The Great Generational Tech Divide

April 13, 2018 Ophelie Zalcmanis-Lai

You may or may not have heard, but Mark Zuckerberg, founder and CEO of social media giant Facebook spent over 10 hours testifying before both the US senate and congress on Monday and Tuesday of this week.

Both days were a little cringey (read: a lot).

In fact, The Daily podcast from The New York Times had a very apt summation of events:

While many, many of the questions that were asked were very valid as it pertained to the Cambridge Analytica data scandal, there were also several questions asked that made millennials everywhere raise an eyebrow:

1. Why can’t negative comments be removed in 24 hours?

(Because there are literally billions of users.)

2. Who’s your number 1 competitor?

(That’s not a black and white question. Could be Apple, could be Google, could be Amazon.)

3. What is Face Smash and is it still running?

(Uhhhh that was a prank website created by Zuckerberg in college…)

4. Does Facebook use audio data from mobile devices to get personal information about users?
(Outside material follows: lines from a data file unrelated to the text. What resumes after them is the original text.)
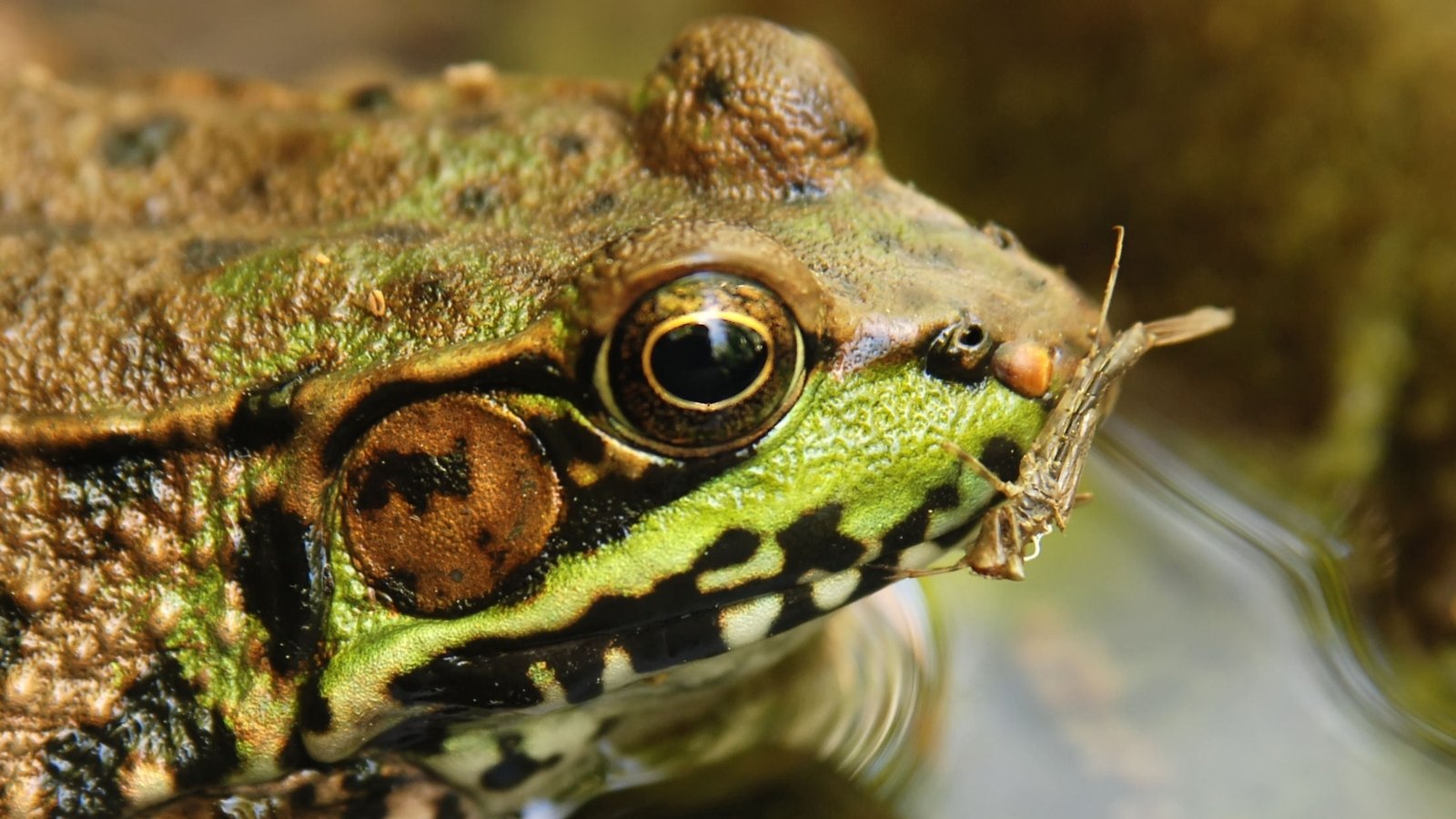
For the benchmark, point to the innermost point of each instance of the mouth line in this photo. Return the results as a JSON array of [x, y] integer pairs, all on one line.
[[500, 673]]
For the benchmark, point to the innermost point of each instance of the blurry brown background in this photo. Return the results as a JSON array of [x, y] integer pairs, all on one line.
[[1295, 159]]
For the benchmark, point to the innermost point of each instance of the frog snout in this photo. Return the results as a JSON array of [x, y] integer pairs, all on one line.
[[966, 353]]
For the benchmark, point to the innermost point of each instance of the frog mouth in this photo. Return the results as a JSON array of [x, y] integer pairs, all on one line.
[[502, 675]]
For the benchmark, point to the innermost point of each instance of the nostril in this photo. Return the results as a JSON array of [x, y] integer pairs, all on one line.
[[968, 337], [1024, 366], [960, 353]]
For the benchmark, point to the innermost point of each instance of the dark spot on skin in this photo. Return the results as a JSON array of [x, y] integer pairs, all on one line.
[[315, 714], [415, 477], [402, 588], [421, 736], [960, 353], [450, 806], [369, 787], [887, 242], [478, 201], [160, 714], [683, 640], [912, 528], [669, 598], [264, 414], [95, 486], [303, 796], [140, 145], [514, 765], [14, 622], [293, 755], [713, 89], [567, 436], [570, 145], [398, 234], [203, 256], [497, 682], [804, 189], [1002, 457], [524, 373], [602, 205], [371, 98], [733, 547], [814, 541], [957, 535], [284, 574]]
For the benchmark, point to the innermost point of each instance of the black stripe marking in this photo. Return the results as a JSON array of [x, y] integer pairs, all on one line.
[[514, 767], [98, 486], [142, 145], [264, 414], [284, 574], [814, 541], [14, 622], [159, 714], [415, 477], [482, 682], [422, 736], [798, 602]]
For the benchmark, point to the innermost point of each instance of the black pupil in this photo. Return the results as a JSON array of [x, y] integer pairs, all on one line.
[[708, 360]]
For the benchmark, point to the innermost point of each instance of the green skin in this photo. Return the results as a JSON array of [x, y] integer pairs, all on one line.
[[208, 290]]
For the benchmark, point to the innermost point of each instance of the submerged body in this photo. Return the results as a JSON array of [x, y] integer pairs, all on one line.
[[386, 424]]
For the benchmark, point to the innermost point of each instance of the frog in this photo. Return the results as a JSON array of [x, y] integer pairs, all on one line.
[[419, 436]]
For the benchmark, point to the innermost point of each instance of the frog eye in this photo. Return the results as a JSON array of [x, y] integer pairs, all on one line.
[[706, 361]]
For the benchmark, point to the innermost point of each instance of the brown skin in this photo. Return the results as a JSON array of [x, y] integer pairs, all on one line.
[[211, 290]]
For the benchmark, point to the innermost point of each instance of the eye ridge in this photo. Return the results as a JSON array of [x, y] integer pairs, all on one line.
[[715, 359]]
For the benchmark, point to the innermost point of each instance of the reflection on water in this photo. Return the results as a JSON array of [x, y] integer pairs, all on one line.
[[1178, 653]]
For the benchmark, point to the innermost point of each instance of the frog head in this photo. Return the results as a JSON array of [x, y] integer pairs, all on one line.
[[727, 419]]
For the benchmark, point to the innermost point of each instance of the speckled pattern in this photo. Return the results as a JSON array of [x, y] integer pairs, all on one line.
[[211, 292]]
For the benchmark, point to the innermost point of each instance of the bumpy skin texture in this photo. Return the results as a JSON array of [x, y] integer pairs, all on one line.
[[211, 295]]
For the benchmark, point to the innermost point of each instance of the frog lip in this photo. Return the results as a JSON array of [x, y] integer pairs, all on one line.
[[499, 673]]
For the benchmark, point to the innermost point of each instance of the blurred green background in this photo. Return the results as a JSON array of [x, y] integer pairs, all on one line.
[[1295, 159]]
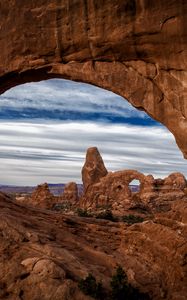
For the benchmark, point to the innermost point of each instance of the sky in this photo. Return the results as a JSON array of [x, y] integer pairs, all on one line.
[[46, 128]]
(This would be a conspiracy theory.)

These are only four of an ungodly amount of questions asked (if you’d like to go through all of them, the Washington Post has the transcripts for both senate and the house Committee), but there’s a common theme here.

Historically speaking the tech divide referred to the gap between those who could afford and those who could not afford to be connected to the internet.

Now, that has evolved to include a generational gap in how tech is both used and understood. Or in other words, tech literacy.

The reason that the hearings felt like 5-hour-long tech support calls is because they essentially were.

Four minutes was quite tight to answer most of the questions. How Facebook works, what happened with Cambridge Analytica and what should be done going forward is a very. Complex. Issue.

And that’s putting it lightly.

Much of the words exchanged on record were not just asking about how Zuckerberg and the Facebook team dealt with the data scandal, but simply how the platform even works.   

For a couple reasons, it actually wasn’t surprising.

Plain and simple, different generations use social media and technology differently. While smartphone adoption by seniors aged 65+ in the US has nearly quadrupled in the last five years, still one-third of them never use the internet and 49% say they don’t have broadband services at home.

In comparison, Marketing Profs shared an infographic that illustrated how different generations use social media including how millennials spend 8 hours a day online alone.

Before you throw up a red card on account of some perceived ageism, the truth is that Baby Boomers didn’t grow up with Internet like Millennials and Gen Z’s did. Coupled with the speed at which technology advances everyday now, it’s nearly impossible to get the same kind of native immersion.

Younger generations really only have updates to deal with. However, older generations have to both try to learn, adopt and then get a grasp of the updates.

Consequently, there are generational differences in how people behave and how people view certain behaviours or forms of communicating with one another. For example, on the whole, older adults are generally skeptical of the use of internet access and don’t always feel that they’re missing out on things.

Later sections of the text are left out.